An important breakthrough in Phase 2 was the introduction of the column pruning agent. Large tables with hundreds of columns presented performance bottlenecks. To optimise performance, the column pruning agent dynamically removed irrelevant columns from the schema, speeding up query generation, reducing latency, and lowering operational costs.


Example use cases: Empowering Swoop Aero’s teams
The text-to-SQL chatbot is now fully integrated into various aspects of Swoop Aero’s operations, empowering business stakeholders to access critical data insights without technical assistance. In seconds, the system generates the SQL query and returns the results—saving time and freeing up technical resources.
For example, consider the following scenarios:
- The chatbot enables the business team to access key insights on demand. They can quickly retrieve flight data for a specific country or region to support strategic decisions.
- The Operations Manager can access insights that improve performance oversight, such as identifying which pilot has completed the most flights or pinpointing the most frequently flown locations.
- The Production Manager can efficiently track manufacturing workflows by listing all stop locations for a specific part or determining which team member has performed certain tasks the most times.
Key learnings throughout the development process
Throughout the development of the chatbot, we learned several key lessons about building an effective text-to-SQL solution:
- Data readiness is key: Properly labelled data and table annotations are needed for the AI to map natural language queries to the right data sources. Without this foundation, the system struggled to retrieve relevant data.
- Specialised agents boost performance: Breaking down tasks into specialised agents—such as intent agents and table agents—helped improve the accuracy of the generated SQL queries.

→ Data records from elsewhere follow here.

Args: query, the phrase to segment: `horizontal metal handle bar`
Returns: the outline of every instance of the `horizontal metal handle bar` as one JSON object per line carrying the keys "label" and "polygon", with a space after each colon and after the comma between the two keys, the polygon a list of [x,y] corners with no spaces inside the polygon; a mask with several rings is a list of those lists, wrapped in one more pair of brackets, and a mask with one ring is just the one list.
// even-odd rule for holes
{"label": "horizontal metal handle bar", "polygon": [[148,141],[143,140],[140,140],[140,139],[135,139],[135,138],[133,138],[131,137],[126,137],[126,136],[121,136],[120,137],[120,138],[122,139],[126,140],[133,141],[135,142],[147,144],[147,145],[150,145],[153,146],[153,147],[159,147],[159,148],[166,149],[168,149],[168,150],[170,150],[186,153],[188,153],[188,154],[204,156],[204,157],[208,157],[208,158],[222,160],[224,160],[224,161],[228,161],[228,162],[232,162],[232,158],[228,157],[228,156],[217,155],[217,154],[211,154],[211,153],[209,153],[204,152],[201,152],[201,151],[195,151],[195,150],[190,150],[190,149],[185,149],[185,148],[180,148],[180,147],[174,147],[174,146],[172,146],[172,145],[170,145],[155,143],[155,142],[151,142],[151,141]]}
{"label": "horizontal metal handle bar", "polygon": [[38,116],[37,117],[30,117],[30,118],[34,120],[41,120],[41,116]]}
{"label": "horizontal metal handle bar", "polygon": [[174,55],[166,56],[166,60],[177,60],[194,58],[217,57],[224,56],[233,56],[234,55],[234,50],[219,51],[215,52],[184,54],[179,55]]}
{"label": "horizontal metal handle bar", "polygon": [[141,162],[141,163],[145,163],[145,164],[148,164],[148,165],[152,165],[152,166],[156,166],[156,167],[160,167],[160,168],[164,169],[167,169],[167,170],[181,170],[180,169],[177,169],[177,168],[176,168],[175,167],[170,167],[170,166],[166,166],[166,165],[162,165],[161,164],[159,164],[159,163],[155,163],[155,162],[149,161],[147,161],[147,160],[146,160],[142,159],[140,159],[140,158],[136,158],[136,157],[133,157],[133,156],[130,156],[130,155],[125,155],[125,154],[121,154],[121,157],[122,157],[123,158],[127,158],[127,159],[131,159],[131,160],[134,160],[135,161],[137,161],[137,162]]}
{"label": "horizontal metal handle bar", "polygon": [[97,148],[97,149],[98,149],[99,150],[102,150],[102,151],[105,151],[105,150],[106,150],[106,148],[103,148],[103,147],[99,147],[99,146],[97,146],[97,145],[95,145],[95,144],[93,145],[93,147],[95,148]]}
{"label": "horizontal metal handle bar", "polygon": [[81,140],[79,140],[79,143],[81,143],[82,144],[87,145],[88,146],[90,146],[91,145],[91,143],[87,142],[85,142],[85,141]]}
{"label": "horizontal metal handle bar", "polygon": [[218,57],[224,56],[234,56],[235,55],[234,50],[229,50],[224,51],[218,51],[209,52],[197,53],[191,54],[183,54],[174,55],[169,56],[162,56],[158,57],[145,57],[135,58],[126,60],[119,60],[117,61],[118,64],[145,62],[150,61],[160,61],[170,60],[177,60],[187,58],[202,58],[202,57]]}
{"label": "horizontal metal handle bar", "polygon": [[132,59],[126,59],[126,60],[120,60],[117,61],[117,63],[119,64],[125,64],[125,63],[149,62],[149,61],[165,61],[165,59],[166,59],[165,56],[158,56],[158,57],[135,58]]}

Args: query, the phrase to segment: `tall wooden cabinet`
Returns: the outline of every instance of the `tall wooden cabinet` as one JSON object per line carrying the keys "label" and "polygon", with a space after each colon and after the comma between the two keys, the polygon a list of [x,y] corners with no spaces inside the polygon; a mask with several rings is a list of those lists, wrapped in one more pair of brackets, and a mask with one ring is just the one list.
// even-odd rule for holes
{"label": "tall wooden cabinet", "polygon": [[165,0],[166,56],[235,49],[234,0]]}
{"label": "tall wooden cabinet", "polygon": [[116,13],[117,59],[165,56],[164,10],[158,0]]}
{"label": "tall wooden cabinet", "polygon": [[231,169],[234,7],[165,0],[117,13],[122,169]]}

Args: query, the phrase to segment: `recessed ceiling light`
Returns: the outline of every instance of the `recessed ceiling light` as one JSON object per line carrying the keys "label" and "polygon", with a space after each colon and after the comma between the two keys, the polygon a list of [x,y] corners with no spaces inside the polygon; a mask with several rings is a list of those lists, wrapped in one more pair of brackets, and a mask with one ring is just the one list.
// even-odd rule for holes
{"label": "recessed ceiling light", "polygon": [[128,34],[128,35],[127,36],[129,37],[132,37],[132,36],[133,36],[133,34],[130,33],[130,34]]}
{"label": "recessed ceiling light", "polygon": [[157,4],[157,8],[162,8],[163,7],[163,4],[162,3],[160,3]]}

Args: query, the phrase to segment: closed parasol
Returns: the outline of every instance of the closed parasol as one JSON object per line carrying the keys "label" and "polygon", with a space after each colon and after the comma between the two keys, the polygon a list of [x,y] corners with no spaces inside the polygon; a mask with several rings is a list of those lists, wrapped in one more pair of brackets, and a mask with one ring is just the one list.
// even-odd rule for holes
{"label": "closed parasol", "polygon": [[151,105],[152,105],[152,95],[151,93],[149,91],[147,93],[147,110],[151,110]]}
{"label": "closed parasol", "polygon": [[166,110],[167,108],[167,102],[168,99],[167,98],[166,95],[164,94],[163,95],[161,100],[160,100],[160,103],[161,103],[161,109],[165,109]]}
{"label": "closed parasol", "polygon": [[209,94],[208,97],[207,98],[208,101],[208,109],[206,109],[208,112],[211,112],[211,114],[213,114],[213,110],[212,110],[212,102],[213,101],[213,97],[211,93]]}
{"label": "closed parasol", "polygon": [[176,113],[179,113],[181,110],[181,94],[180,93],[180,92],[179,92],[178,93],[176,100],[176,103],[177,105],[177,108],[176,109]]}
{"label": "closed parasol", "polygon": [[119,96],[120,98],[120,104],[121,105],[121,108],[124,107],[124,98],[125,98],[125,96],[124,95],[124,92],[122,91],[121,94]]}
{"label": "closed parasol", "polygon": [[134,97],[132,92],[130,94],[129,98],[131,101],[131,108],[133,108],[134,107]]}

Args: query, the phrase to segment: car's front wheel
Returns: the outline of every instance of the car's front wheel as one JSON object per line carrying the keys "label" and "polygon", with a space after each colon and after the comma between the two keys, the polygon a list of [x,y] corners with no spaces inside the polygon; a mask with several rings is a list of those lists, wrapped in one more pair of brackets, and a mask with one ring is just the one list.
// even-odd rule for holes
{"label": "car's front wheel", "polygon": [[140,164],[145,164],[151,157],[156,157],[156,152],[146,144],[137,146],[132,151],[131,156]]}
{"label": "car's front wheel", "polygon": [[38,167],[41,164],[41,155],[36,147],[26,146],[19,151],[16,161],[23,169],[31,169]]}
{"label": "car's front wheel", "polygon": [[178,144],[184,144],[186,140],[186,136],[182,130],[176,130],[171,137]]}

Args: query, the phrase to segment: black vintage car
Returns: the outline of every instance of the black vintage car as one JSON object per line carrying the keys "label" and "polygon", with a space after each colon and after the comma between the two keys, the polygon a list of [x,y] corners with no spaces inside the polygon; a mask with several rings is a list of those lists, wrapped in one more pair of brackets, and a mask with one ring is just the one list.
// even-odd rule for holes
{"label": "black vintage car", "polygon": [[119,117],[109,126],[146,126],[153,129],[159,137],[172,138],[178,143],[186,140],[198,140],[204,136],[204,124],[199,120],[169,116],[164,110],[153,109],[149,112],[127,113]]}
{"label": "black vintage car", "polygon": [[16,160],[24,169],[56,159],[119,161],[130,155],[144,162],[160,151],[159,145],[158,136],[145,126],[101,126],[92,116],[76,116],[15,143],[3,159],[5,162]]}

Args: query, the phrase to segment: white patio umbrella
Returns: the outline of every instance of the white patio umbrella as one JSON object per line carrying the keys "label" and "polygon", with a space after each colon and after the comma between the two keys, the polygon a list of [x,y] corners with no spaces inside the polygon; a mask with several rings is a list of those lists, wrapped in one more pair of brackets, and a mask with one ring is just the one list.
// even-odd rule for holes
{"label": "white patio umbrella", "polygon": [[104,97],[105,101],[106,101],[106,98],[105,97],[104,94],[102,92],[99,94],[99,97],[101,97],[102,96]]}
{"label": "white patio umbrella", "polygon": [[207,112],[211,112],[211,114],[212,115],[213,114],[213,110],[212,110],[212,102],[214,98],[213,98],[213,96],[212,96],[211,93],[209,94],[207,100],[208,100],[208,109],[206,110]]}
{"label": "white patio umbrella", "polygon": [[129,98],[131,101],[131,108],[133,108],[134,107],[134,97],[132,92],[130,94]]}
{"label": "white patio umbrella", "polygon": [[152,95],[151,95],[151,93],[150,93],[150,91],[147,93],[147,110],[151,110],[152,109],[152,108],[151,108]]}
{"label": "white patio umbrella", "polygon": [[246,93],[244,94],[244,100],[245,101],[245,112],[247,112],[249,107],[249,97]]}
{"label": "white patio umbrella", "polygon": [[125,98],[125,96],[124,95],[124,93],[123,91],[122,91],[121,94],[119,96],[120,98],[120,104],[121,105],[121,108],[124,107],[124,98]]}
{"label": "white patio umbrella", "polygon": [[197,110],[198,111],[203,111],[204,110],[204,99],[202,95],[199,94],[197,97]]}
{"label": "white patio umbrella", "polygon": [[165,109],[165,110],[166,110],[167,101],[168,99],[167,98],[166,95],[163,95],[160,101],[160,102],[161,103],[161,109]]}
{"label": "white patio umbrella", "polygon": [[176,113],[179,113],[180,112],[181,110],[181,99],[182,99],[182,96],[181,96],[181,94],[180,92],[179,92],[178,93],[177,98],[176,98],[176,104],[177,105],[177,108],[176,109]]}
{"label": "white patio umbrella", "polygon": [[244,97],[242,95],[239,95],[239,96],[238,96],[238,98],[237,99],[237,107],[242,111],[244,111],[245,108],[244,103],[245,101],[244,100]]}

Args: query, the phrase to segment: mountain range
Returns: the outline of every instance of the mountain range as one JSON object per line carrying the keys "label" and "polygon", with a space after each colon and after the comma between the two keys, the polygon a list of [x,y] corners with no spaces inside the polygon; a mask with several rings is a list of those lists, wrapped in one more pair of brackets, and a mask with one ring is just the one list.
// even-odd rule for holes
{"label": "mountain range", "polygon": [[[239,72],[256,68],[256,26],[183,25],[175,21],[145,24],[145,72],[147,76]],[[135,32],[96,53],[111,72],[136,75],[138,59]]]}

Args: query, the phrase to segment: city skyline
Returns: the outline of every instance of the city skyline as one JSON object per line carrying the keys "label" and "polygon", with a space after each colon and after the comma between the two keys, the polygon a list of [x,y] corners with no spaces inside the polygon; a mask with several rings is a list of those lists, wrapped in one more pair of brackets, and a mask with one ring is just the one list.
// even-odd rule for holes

- Handling large datasets efficiently: The column pruning agent played a critical role in improving performance when processing large datasets. By trimming irrelevant columns, the system reduced token consumption and improved query execution speed.
- Minimising hallucinations: Occasionally, the model generated queries for non-existent tables or columns. This required ongoing refinement of prompts and validation techniques to reduce such hallucinations. Also reducing the temperature of the LLM helps.
Managing Swoop Aero’s extensive dataset, spanning over 300 tables, presented unique challenges. However, with a combination of specialised agents and careful optimisation, the DiUS team was able to deliver a solution that worked efficiently at scale.
A more efficient data-driven future
Looking ahead, we’re excited about exploring additional capabilities to keep up with Swoop Aero’s growing data needs. We’ve already seen how effective features like self-correcting SQL and memory enhance usability, making solutions even more intuitive for users. There is a strong interest in incorporating dynamic memory that can handle more complex multi-query tasks, ensuring the system continues to support seamless data access as the organisation expands.
For teams looking to implement similar solutions, we recommend starting small and testing often. The key to long-term success lies in gathering consistent user feedback, which not only improves the generative AI solution’s accuracy over time but also makes the system smarter and more adaptable to evolving business needs.